Related work discussion: "Where to Mask: Structure-Guided Masking for Graph Masked Autoencoders." IJCAI'24.
Thanks for your suggestion about the related work. This work addresses node importance in graph construction and proposes a structure-based masking strategy. This strategy guides the masking on GAE with more rationality, and is well evaluated based on the standard GraphMAE. We will give a discussion of this work and include its performance on graph classification tasks in Table 2 of our paper.
Dear reviewer Msno,
As the rebuttal discussion is about to close, we would like to confirm whether our rebuttal has adequately addressed your concerns. If there are any questions you would like to discuss, please let us know.
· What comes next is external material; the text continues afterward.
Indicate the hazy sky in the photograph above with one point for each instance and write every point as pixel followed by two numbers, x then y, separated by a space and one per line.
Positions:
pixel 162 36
We appreciate the time and effort the reviewers have spent in providing valuable feedback! We are grateful for the reviewers' recognition of our clear writing, reasonable motivation, and sound experiments. Graph structural reconstruction is a pivotal application for graph autoencoders (GAEs), and we hope that our research offers a novel perspective on graph representation and proves beneficial to the community.
In response to your comments, we address all identified weaknesses and questions. We welcome further feedback and are eager to engage in discussions regarding the paper's content. Additionally, following suggestions for enhanced visualizations, we include new figures in our rebuttal and attach them in the PDF file below. References to these figures are highlighted, e.g., Fig. 1. All responses to reviewers' comments will be reflected in our paper's final version.
Dear reviewers,
Again we appreciate your time and effort in reviewing our paper. We hope that we have adequately addressed your concerns and would value your confirmation in this regard. We also look forward to your feedback on our rebuttal and are open to any further discussion you may have.
Best regards,
Authors
The reviewers unanimously recommend acceptance of the paper with varying degrees of strength. I agree with their assessment and am happy to accept this paper for publication at the NeurIPS conference.
The reviews and the rebuttal have given rise to some interesting points and results that I encourage the authors to include in the camera-ready version. In particular, the experiments on directed graphs and different encoder architectures further the empirical evidence in favour of the proposed approach.